A multi‑model approach builds a pool of illumination‑specific Random Forest classifiers. For each training frame a Random Forest (RF) is trained on pixel‑wise LAB values, and the frame’s HSV histogram is stored as a global feature (GF). At test time the HSV histogram of the current frame is compared to all stored GFs using a K‑Nearest‑Neighbour (KRF) structure; the K most similar illumination models are retrieved. Each of the K RFs produces a binary mask, and the masks are fused by a decaying weight λ = 0.9 (λⁱ = 0.9ⁱ). This weighted averaging yields a segmentation that adapts to lighting changes and improves the F1 score by roughly 10 % over a single‑model baseline.
Stage 2 – Occlusion detection and splitting.
Temporal superpixels are computed across consecutive frames. By tracking the movement of superpixel clusters, the algorithm detects when two clusters merge into a single skin‑like region, indicating a hand‑hand occlusion.
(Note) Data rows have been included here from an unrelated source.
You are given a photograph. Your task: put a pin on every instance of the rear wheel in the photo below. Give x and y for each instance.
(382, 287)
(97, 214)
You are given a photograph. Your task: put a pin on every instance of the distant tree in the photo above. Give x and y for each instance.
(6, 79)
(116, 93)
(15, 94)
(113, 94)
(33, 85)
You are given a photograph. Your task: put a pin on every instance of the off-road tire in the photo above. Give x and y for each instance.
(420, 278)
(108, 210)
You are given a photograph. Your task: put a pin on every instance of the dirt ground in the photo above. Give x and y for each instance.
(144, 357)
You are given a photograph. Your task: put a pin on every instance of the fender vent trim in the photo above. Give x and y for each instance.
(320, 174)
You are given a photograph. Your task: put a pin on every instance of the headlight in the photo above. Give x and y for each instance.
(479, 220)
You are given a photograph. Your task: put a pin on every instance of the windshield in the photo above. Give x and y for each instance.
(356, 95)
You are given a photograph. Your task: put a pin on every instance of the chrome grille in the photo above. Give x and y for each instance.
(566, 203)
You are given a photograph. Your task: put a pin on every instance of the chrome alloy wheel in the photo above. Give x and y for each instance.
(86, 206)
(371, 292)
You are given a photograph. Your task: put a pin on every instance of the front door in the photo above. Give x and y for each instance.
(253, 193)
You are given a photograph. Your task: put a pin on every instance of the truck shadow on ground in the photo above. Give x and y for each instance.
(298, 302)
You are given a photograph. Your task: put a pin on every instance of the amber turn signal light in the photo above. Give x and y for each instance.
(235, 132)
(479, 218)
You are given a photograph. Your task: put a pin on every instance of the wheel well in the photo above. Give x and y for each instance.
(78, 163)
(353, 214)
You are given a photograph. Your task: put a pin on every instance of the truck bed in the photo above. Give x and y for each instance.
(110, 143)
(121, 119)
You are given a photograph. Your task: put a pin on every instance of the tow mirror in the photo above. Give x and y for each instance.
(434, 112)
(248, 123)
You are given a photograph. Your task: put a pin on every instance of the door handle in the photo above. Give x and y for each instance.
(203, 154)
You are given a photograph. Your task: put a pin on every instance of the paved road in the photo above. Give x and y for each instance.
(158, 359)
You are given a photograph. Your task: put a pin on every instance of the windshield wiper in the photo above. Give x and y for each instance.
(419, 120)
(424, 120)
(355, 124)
A simple set‑algebra test decides whether an occlusion is present (99 % detection accuracy). When occlusion is detected, the superpixel boundaries are used to split the merged mask into two separate hand masks, preserving the spatial detail of each hand.
Stage 3 – Left/right hand identification.
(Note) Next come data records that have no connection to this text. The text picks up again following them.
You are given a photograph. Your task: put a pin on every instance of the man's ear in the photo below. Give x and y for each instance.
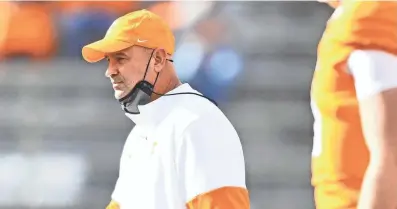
(160, 57)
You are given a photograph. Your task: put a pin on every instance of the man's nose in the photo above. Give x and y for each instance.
(111, 70)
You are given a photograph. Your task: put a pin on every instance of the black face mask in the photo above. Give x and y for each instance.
(139, 95)
(142, 92)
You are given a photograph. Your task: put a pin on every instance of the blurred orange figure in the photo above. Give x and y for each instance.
(115, 7)
(27, 29)
(353, 99)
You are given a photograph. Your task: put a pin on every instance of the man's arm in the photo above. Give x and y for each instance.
(375, 75)
(210, 165)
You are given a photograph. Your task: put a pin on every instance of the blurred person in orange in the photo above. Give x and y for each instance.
(85, 21)
(183, 152)
(354, 100)
(28, 30)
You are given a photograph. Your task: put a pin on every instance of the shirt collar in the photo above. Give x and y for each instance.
(154, 112)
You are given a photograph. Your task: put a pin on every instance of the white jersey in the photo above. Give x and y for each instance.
(182, 146)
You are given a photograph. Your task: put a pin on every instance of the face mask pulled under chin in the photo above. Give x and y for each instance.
(139, 95)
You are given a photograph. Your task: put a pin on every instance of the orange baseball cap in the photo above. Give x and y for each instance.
(140, 28)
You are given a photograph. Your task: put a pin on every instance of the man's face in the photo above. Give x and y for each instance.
(126, 68)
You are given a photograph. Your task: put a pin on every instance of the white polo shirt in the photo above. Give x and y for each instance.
(182, 146)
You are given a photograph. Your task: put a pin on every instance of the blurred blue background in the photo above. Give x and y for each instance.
(61, 131)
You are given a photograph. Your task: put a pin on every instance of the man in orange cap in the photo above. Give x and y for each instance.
(183, 152)
(354, 100)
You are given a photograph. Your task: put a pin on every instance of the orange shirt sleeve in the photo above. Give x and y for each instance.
(222, 198)
(113, 205)
(368, 25)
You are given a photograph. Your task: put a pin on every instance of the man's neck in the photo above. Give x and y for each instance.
(173, 84)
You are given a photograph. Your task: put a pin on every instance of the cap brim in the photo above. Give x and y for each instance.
(96, 51)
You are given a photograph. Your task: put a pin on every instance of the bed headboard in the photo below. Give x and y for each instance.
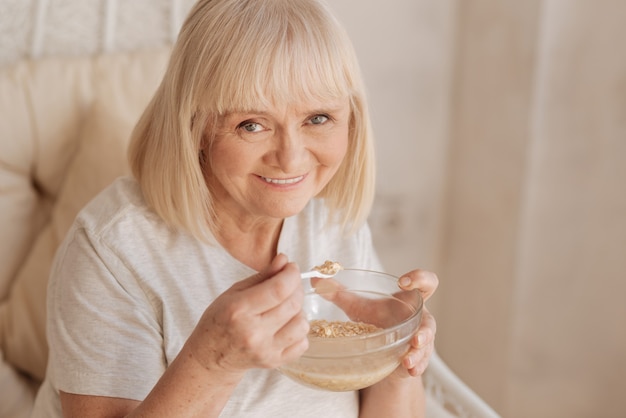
(46, 28)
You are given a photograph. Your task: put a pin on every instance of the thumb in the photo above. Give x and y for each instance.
(277, 264)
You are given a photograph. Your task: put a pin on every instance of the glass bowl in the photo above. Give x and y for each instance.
(355, 301)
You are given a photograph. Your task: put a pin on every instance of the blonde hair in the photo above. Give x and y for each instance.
(237, 55)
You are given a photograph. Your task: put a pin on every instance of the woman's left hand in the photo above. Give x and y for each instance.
(423, 343)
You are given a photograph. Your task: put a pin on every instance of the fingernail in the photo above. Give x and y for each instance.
(409, 362)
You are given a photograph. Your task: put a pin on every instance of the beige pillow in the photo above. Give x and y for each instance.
(123, 85)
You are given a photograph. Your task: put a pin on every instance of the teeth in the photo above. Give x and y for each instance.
(283, 181)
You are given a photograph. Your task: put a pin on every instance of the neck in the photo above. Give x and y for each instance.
(254, 243)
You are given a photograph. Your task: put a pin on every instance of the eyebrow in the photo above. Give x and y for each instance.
(330, 109)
For each hand mask the centroid position (r) and the orientation angle (θ) of the principal axis are extracted. The authors model the joint distribution of (θ, r) for left and right hands using Maxwell distributions, whose parameters are learned from annotated data. Given a new mask, the likelihood under both distributions is computed and a maximum‑likelihood‑ratio test assigns the mask to “left” or “right”. This probabilistic model is robust to asymmetries and to hands appearing near image borders, achieving 99 % identification accuracy on the Kitchen dataset.
Experiments.
The pipeline is evaluated on the publicly available Kitchen dataset and on a self‑collected egocentric video set. Metrics include F1 score for segmentation, occlusion detection rate, hand‑identification accuracy, and processing speed. Results show: (i) an average F1 improvement of about 10 points compared with the state‑of‑the‑art binary segmenter; (ii) 99 % occlusion detection and correct splitting; (iii) 99 % left/right identification; (iv) real‑time performance of 30 FPS when images are resized to a width of 600 px and the Random Forest and superpixel computations are GPU‑accelerated.
Discussion and limitations.
A key strength is the modularity of the three stages: the occlusion detector can be applied to masks generated by any RGB‑D or depth‑aware segmenter, and the identification module can be swapped with a faster detector if occlusions are irrelevant for a specific application. The approach assumes at most one left and one right hand in the field of view and requires an initial frame without occlusion, which limits applicability in multi‑person or crowded scenarios.
Conclusion and future work.
The authors present the first comprehensive L/R hand‑segmentation system for egocentric video that simultaneously improves binary segmentation, resolves hand‑hand occlusions, and reliably labels each hand. Future directions include extending the model to handle multiple interacting people, integrating depth information for more precise occlusion handling, and incorporating temporal motion models to predict hand trajectories for downstream tasks such as activity recognition or rehabilitation monitoring.